Curcumin is an investigational agent that may have a protective role in ulcerative colitis through modulation of the release of tumor necrosis factor-alpha and nitric oxide. In a randomized trial, 50 patients with active mild to moderate ulcerative colitis who did not respond to two weeks of maximum-dose oral and topical mesalamine therapy were assigned to additional treatment with curcumin or placebo for one month [28]. At four weeks, patients in the curcumin group had significantly higher rates of clinical and endoscopic remission as compared with the placebo group. However, curcumin can alter the stool color in some patients, and the exceptionally low response rates in the placebo group (ie, none responded) raise concern that blinding was not adequate. Additional studies are needed to support the use of curcumin in patients with ulcerative colitis. (See "Approach to adults with steroid-refractory and steroid-dependent ulcerative colitis", section on 'Curcumin'.)
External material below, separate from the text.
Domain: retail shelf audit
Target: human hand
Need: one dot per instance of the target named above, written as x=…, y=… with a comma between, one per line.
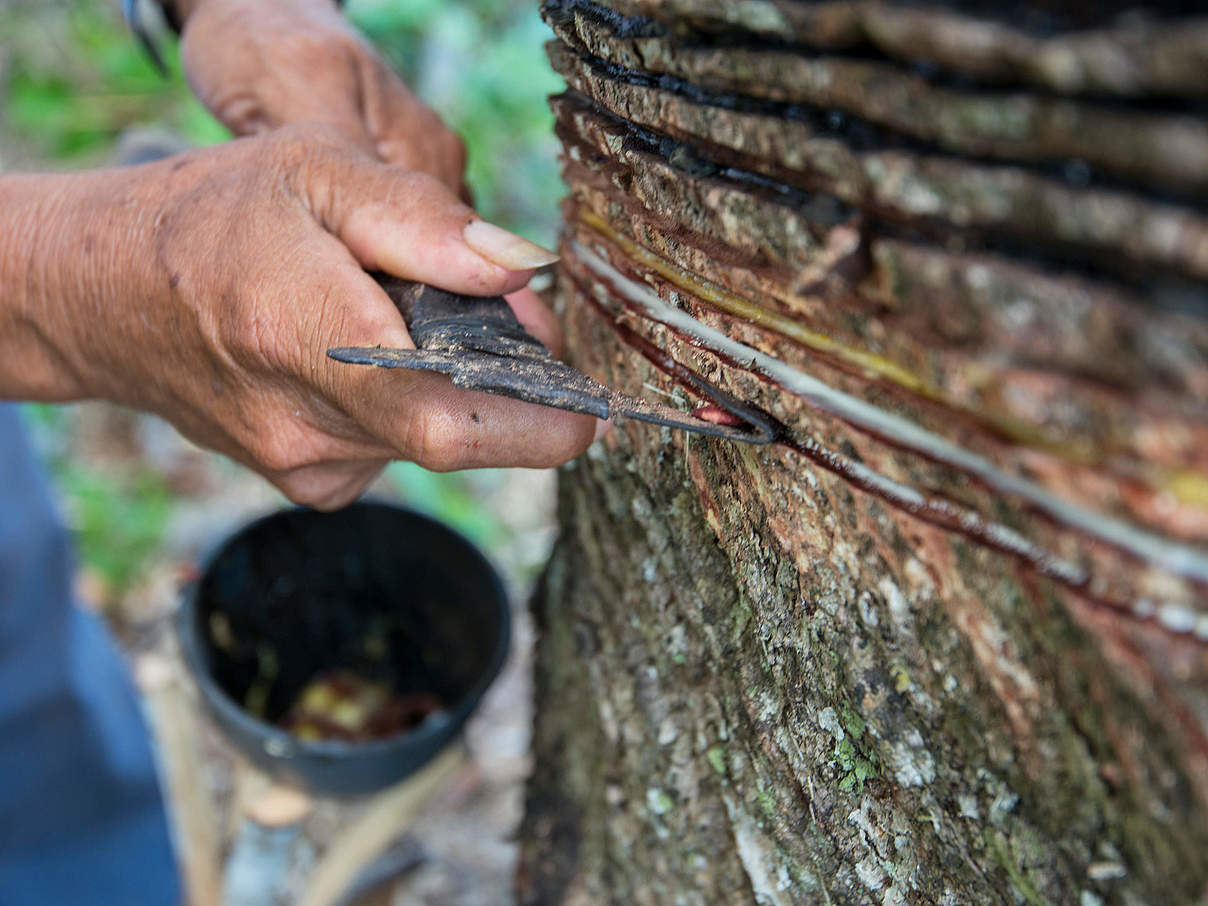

Larazotide for persistent symptoms of celiac disease (June 2015)

A significant proportion of patients with celiac disease have persistent symptoms due to inadvertent gluten exposure. Larazotide acetate is an investigational oral peptide that modulates intestinal tight junctions. In a randomized trial, 342 adults with celiac disease on a gluten-free diet were assigned to three different doses of larazotide or placebo for 12 weeks to relieve ongoing symptoms [29]. The lowest dose was effective in reducing Celiac Disease Gastrointestinal Symptom Rating Scale scores (the primary endpoint), as well as reducing the number of symptomatic days, severity of abdominal pain, and related nongastrointestinal symptoms, and was well tolerated. Additional studies are needed to confirm these findings and determine optimal dosing. (See "Management of celiac disease in adults", section on 'Poor compliance or inadvertent gluten ingestion'.)

Mongersen for the treatment of active Crohn disease (March 2015)
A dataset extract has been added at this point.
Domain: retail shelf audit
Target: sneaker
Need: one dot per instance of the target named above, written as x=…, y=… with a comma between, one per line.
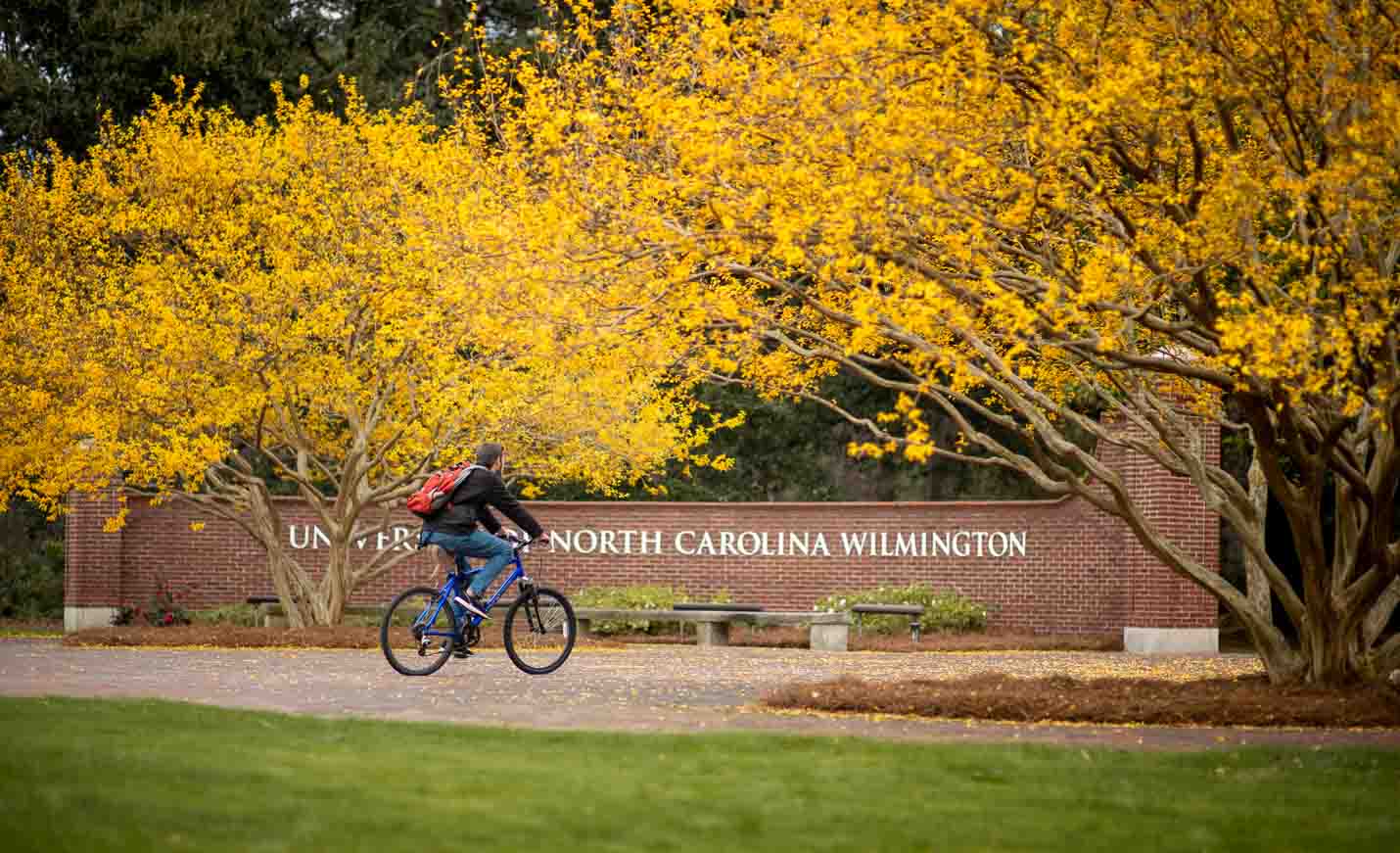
x=472, y=604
Antisense oligonucleotides are nucleic acid sequences that bind to RNA or DNA with a high degree of specificity and can thereby block expression of a specific protein. A randomized phase 2 trial evaluated the efficacy of mongersen, an investigational oral SMAD7 antisense oligonucleotide, for the treatment of active Crohn disease. In this randomized trial, 166 patients were assigned to receive three different doses of mongersen or placebo daily for two weeks [30]. The primary outcomes were clinical remission at day 15, defined as a Crohn Disease Activity Index (CDAI) score <150, with maintenance of remission for at least two weeks, and the safety of mongersen treatment. Clinical remission rates were significantly greater in patients treated with higher doses of mongersen as compared with placebo. Clinical response rates were greater among patients receiving mongersen at any dose as compared with placebo. Most adverse events were related to complications and symptoms of Crohn disease. However, inclusion in the study was based on CDAI scores at baseline and not endoscopic confirmation of active Crohn disease. Additional studies are needed to confirm these findings and define the role of mongersen in the treatment of Crohn disease. (See "Investigational therapies in the medical management of Crohn disease", section on 'Antisense oligonucleotides'.)

Accelerated infliximab induction in patients with acute severe ulcerative colitis (February 2015)
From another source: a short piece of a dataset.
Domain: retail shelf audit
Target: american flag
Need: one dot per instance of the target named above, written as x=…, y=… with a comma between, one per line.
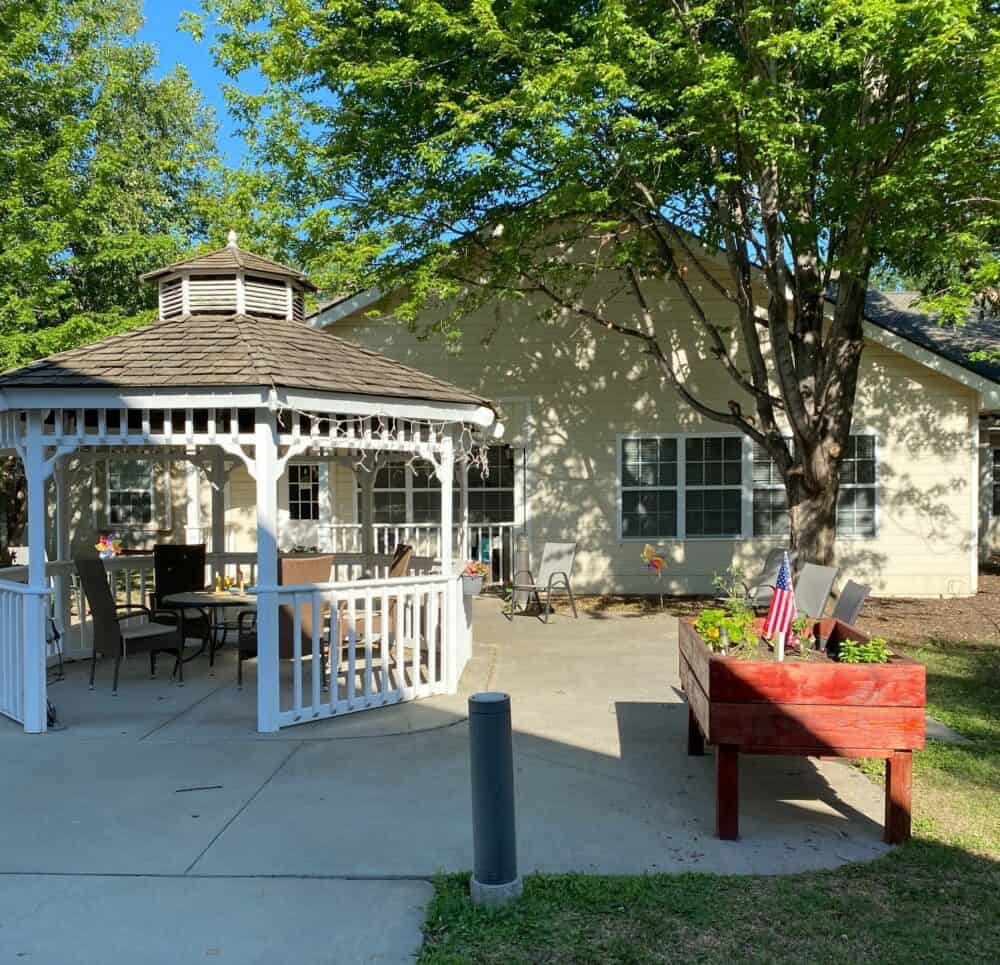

The optimal infliximab regimen for induction of remission in acute severe ulcerative colitis (UC) is not known. A retrospective study of 50 hospitalized patients with steroid-refractory acute severe UC compared colectomy rates with standard infliximab dosing compared with an accelerated dosing regimen consisting of three induction doses of infliximab within a median period of 24 days [31]. Although colectomy rates during induction therapy were significantly lower with the accelerated regimen, there were no significant differences in colectomy rates between the groups during the following two years. Thus, additional studies are needed to identify the optimal anti-TNF dosing for the induction and maintenance of remission in patients with severe UC with the goal of decreasing the need for colectomy. (See "Approach to adults with steroid-refractory and steroid-dependent ulcerative colitis", section on 'Steroid-refractory ulcerative colitis'.)